Ces investissements sont complétés par la poursuite des travaux en matière de réduction du bruit ferroviaire (infrastructure et matériel), mais aussi de mise à niveau des réseaux capillaires fret et des voies de services.
En complément de ces investissements, l'Etat confirme par ailleurs la poursuite de son soutien aux opérateurs de transport combiné pour compenser les coûts de manutention lors des ruptures de charges.


III. - L'achèvement des grands itinéraires routiers, ferroviaires et fluviaux


La présente programmation des investissements prévoit d'augmenter de 40 % les dépenses d'investissement sur cette période, et de consacrer de manière prioritaire les ressources aux cinq programmes mentionnés au II.
Tout en tenant compte de ces cinq priorités, l'Etat ne renonce pas pour autant aux projets de grandes liaisons ferroviaires interurbaines (amélioration d'itinéraires existants, lignes ou sections nouvelles, matériel roulant, etc.) et aux projets de compléments ponctuels du maillage autoroutier (en particulier pour des enjeux de sécurité routière, de désenclavement et de congestion), le cas échéant en faisant porter par une délégation de service public autoroutier ou par toute autre procédure existante la création ou l'aménagement d'infrastructures à gabarit routier ayant pour effet de faciliter, sécuriser ou fluidifier l'accès à une autoroute ou aux itinéraires qui la prolongent.
L'Etat confirme son engagement dans la réalisation de la liaison ferroviaire internationale fret et voyageurs Lyon-Turin, maillon central du corridor méditerranéen du réseau transeuropéen de transport. Dans le respect des accords et traités internationaux (Convention Alpine de 1991, traités franco-italiens de 2001, 2012 et 2015), la liaison est considérée dans son ensemble, c'est-à-dire le tunnel transfrontalier livrable en 2030 et les voies d'accès à l'ouvrage. Les voies d'accès françaises de cette liaison contribuent non seulement à l'amélioration des déplacements internationaux mais répondent aussi aux grands objectifs de la stratégie d'investissement tracée par la présente loi (transition énergétique, mobilité du quotidien, développement du fret ferroviaire, etc.). En lien avec les acteurs locaux et en coordination avec l'Italie, une démarche visant à définir un phasage pertinent, d'ici 2023, de ces accès mais aussi à solliciter un co-financement européen au titre du mécanisme pour l'interconnexion en Europe permettra d'intégrer au mieux ce projet dans la trajectoire d'investissement tracée par la présente loi.

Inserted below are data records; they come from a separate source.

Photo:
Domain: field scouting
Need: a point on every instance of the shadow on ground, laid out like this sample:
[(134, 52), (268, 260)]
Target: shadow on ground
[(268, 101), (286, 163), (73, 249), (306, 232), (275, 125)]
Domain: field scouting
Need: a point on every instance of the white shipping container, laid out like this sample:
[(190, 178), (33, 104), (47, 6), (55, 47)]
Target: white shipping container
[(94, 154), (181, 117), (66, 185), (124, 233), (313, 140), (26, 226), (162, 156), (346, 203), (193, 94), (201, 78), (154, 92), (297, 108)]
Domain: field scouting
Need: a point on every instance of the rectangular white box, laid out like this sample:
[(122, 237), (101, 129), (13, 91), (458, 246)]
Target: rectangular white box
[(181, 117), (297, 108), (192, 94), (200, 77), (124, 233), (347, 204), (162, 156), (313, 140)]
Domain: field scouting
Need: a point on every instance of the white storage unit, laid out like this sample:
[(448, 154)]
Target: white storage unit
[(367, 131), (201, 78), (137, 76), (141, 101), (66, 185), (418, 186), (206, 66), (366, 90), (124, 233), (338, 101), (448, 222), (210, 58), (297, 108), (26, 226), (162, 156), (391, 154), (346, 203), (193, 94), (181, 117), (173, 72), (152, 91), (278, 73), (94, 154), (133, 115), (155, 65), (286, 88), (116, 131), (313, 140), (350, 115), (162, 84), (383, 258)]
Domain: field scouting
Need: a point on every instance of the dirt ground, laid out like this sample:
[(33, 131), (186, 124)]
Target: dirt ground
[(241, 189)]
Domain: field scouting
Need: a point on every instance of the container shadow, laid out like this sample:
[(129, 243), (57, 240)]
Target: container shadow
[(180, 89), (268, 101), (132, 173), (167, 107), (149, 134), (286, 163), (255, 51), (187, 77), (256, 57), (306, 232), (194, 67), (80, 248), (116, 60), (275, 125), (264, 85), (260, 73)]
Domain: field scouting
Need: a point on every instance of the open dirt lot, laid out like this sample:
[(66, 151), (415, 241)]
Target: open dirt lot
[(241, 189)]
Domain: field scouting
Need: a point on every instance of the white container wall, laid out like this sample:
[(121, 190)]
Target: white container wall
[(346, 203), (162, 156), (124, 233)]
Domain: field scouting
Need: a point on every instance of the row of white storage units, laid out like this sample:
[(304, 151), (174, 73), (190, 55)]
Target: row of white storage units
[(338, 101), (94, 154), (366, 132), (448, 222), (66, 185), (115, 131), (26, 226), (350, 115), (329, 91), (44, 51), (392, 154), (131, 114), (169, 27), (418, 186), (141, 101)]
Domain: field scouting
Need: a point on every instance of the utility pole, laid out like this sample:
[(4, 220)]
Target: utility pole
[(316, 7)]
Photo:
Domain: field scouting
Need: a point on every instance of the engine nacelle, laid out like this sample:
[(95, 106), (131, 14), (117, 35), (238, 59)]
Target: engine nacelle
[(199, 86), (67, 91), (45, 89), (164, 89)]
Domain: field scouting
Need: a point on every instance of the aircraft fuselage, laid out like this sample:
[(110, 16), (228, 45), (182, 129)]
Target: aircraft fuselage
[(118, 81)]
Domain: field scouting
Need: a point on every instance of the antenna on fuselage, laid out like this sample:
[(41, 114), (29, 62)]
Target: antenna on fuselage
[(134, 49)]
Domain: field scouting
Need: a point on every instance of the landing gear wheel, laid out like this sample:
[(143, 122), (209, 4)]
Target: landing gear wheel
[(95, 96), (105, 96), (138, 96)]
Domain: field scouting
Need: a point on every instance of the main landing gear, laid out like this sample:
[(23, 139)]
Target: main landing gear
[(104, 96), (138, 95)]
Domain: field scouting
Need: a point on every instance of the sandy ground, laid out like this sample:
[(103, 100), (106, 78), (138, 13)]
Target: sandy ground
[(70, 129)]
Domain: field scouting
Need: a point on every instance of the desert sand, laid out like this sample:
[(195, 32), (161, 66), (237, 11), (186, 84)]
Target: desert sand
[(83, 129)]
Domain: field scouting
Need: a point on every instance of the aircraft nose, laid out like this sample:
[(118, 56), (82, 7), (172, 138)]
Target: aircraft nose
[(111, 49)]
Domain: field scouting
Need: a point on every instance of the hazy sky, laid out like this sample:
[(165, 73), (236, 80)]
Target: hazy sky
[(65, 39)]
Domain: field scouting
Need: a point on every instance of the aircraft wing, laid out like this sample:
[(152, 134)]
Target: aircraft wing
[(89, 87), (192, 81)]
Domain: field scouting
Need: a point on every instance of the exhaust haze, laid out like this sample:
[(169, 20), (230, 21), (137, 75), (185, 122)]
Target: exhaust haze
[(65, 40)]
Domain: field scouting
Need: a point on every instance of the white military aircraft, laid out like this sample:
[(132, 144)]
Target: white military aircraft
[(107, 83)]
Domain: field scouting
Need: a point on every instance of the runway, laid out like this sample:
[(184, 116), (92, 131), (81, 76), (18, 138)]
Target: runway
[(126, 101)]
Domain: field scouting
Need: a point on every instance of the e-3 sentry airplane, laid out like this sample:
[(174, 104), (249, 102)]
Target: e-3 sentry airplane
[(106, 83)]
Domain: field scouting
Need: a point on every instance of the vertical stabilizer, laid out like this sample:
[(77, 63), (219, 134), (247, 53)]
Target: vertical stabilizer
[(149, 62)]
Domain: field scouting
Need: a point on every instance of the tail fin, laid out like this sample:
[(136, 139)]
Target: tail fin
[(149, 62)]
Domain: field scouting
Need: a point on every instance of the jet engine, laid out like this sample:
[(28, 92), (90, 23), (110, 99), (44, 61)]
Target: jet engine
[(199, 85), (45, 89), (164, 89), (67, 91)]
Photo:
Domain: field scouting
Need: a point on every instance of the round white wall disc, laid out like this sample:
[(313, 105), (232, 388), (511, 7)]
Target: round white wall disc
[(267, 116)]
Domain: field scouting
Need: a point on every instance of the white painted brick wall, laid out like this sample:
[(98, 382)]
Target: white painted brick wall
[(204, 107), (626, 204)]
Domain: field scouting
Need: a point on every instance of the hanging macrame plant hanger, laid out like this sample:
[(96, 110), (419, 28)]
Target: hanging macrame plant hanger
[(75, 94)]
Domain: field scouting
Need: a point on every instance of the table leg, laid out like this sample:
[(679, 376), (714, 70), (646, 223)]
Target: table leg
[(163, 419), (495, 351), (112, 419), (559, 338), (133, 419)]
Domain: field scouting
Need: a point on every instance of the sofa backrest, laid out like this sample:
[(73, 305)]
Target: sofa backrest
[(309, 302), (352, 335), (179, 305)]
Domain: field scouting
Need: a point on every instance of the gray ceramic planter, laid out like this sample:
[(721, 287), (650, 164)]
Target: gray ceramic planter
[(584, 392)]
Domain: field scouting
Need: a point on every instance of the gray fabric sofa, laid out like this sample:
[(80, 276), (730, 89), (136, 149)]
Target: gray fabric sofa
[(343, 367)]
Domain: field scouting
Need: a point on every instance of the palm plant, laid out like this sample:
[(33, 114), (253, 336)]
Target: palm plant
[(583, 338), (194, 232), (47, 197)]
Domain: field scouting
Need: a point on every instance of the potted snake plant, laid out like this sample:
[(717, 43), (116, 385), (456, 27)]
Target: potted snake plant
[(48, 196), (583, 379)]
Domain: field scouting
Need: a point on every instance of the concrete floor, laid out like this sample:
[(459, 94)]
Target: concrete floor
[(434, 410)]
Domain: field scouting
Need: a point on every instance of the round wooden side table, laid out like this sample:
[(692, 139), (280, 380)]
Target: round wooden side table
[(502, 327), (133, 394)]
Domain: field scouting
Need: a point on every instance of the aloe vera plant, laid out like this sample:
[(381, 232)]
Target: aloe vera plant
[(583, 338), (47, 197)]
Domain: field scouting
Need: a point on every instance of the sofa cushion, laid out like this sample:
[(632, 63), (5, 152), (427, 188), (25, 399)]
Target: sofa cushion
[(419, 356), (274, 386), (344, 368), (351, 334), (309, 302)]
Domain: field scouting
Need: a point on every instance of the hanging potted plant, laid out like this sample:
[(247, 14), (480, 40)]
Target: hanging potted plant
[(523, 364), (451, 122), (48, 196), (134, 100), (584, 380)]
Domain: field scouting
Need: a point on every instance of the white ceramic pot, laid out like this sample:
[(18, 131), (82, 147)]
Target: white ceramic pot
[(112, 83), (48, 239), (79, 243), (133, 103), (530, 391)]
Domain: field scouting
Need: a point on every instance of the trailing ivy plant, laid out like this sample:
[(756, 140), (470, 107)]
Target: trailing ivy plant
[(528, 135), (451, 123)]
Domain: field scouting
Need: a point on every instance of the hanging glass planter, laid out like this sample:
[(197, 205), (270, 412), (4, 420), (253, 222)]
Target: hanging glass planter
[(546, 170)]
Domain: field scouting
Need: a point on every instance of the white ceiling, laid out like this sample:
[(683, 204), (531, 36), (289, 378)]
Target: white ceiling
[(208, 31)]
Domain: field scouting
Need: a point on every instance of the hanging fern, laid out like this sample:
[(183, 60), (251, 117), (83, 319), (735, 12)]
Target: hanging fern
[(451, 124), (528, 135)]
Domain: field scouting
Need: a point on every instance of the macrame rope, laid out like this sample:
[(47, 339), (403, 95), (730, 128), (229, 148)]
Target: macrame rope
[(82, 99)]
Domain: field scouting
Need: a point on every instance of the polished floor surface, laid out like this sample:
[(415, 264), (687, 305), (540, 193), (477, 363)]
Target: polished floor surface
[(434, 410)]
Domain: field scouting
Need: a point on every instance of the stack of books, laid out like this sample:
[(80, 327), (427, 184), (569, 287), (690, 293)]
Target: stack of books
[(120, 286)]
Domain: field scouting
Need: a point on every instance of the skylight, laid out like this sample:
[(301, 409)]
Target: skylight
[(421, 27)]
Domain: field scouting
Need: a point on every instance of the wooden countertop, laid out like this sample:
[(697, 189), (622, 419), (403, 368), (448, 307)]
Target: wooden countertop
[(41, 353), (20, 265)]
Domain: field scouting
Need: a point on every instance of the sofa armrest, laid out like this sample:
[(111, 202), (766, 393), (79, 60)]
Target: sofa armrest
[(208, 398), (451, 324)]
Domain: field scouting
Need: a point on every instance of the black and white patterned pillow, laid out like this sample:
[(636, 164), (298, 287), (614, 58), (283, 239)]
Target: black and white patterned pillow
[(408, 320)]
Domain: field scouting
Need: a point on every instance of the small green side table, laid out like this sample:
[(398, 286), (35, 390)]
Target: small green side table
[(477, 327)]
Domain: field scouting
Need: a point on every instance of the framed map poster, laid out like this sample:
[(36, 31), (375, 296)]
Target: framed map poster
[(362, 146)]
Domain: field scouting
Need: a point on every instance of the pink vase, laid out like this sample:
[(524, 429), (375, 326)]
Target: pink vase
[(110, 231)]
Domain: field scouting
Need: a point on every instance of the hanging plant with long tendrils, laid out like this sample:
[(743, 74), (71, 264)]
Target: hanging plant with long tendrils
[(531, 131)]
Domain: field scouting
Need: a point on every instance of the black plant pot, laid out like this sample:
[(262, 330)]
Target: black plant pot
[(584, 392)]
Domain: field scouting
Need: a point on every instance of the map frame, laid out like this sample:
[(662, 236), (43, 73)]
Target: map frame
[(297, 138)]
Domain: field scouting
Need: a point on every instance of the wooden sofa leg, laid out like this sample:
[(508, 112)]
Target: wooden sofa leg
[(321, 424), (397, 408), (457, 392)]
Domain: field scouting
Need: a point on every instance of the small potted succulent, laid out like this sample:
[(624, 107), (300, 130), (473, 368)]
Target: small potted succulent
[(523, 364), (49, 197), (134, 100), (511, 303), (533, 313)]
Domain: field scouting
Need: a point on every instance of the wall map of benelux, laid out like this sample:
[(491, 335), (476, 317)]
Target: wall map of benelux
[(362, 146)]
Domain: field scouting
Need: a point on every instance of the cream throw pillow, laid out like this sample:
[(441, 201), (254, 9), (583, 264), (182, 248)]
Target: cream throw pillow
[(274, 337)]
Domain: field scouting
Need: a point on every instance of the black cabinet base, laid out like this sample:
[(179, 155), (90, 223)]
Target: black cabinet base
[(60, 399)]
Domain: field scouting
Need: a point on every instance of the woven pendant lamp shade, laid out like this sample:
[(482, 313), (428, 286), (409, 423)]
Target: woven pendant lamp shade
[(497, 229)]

Pour répondre à ces projets dans le cadre d'une programmation sincère, l'Etat s'inscrit dans l'approche nouvelle proposée par le Conseil d'orientation des infrastructures (COI) dans le rapport qu'il a remis en février 2018. Dans ses recommandations, le COI préconise une réalisation phasée des projets commençant en priorité par les opérations concourant d'abord à l'amélioration des déplacements du quotidien.
Parmi les trois scénarios présentés par le COI, l'Etat privilégie pour les grands projets le scénario 2, en cohérence avec les priorités de la présente loi. Les besoins de ce scénario au cours des dix prochaines années sont compatibles avec les ressources disponibles, dans le respect des cinq priorités énoncées au II.
C'est donc sur les bases du scénario 2 que la réalisation des infrastructures se fera et que le budget de l'AFITF sera construit au cours des prochaines années.
Sur le modèle de la Société du Grand Paris, l'Etat accompagne la mise en œuvre de sociétés de financement permettant l'identification de ressources territoriales nouvelles et de financements innovants, afin d'accélérer le portage et la réalisation de grandes infrastructures.